XML Parsing

XML Parsing Reference

The parse XML command parses a block of XML data into an AppleScript record hierarchy representing the XML information. The XML data may be read from a file or passed directly to the parse XML command.

The result of the parse XML command is a nested structure of XML element classes. Each XML element class represents an element (tag) in your XML data. Nested XML elements are returned in a list within the enclosing XML element. The root XML element is returned in an XML document class.
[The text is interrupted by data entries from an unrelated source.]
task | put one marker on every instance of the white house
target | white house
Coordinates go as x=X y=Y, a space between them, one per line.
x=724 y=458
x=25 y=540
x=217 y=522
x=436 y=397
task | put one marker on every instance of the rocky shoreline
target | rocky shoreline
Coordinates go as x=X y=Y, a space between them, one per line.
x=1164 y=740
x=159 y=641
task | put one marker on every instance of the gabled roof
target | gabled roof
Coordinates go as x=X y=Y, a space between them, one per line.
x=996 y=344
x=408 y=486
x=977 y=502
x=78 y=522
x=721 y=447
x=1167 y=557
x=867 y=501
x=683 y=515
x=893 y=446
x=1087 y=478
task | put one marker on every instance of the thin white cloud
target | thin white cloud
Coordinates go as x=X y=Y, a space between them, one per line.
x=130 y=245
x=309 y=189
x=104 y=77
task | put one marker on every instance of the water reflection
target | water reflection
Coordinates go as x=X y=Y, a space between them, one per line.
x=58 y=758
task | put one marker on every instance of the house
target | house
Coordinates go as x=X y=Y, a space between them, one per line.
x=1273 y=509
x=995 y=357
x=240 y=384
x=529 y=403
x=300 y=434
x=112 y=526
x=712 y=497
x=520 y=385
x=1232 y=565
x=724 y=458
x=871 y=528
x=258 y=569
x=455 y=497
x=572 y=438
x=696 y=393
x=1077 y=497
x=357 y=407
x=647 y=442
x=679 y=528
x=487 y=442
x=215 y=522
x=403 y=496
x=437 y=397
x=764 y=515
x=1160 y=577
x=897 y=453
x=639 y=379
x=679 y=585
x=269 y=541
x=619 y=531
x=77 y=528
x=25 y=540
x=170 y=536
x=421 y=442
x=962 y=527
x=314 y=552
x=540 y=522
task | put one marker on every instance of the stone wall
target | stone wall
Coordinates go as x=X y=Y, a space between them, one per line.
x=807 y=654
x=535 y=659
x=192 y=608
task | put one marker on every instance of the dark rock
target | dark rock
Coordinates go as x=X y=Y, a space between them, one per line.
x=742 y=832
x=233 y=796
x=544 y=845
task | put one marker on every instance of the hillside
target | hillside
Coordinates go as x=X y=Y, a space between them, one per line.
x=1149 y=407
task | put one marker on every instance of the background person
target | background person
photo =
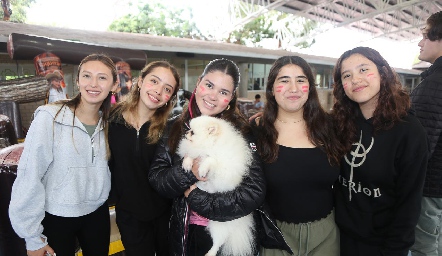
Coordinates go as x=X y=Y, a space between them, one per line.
x=379 y=191
x=215 y=95
x=136 y=124
x=427 y=102
x=63 y=180
x=55 y=92
x=301 y=155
The XML document class contains additional properties describing root level aspects of your XML data (namespaces used, XML declaration, DOCTYPE declaration, etc.).

Parse XML Syntax

parse XML <xml-data> or <file spec> or <alias> --> XML Document class

Example

This example illustrates what happens when you parse a simple XML document:

set theXML to parse XML "<?xml version=\"1.0\"?>
<data>

   <!-- this is an XML comment which does not appear in the parsed result -->

   <tag1 attName="attribute value">hello</tag1>
   <tag2>
      <a/>
      <b>World</b>
   </tag2>
</data>
"
--   Result:
--   {
--      class:XML document, 
--      XML tag:"data", 
--      XML contents:{
--         {
--            class:XML element, 
--            XML tag:"tag1", 
--            XML attributes:{|attName|"attribute value"}, 
--            XML contents:{"hello"}
--         }, 
--         {
--            class:XML element, 
--            XML tag:"tag2", 
--            XML contents:{
--               {
--                  class:XML element, 
--                  XML tag:"a"
--               }, 
--               {
--                  class:XML element, 
--                  XML tag:"b", 
--                  XML contents:{"World"}
--               }
--            }
--         }
--      }
--   }

The resulting structure is a nested collection of XML element classes matching the logical structure of the XML document parsed. Note that white space around tags is stripped and note also that the XML contents property is omitted in empty XML elements (e.g. and ) so that you can detect empty tags vs space stripped tags.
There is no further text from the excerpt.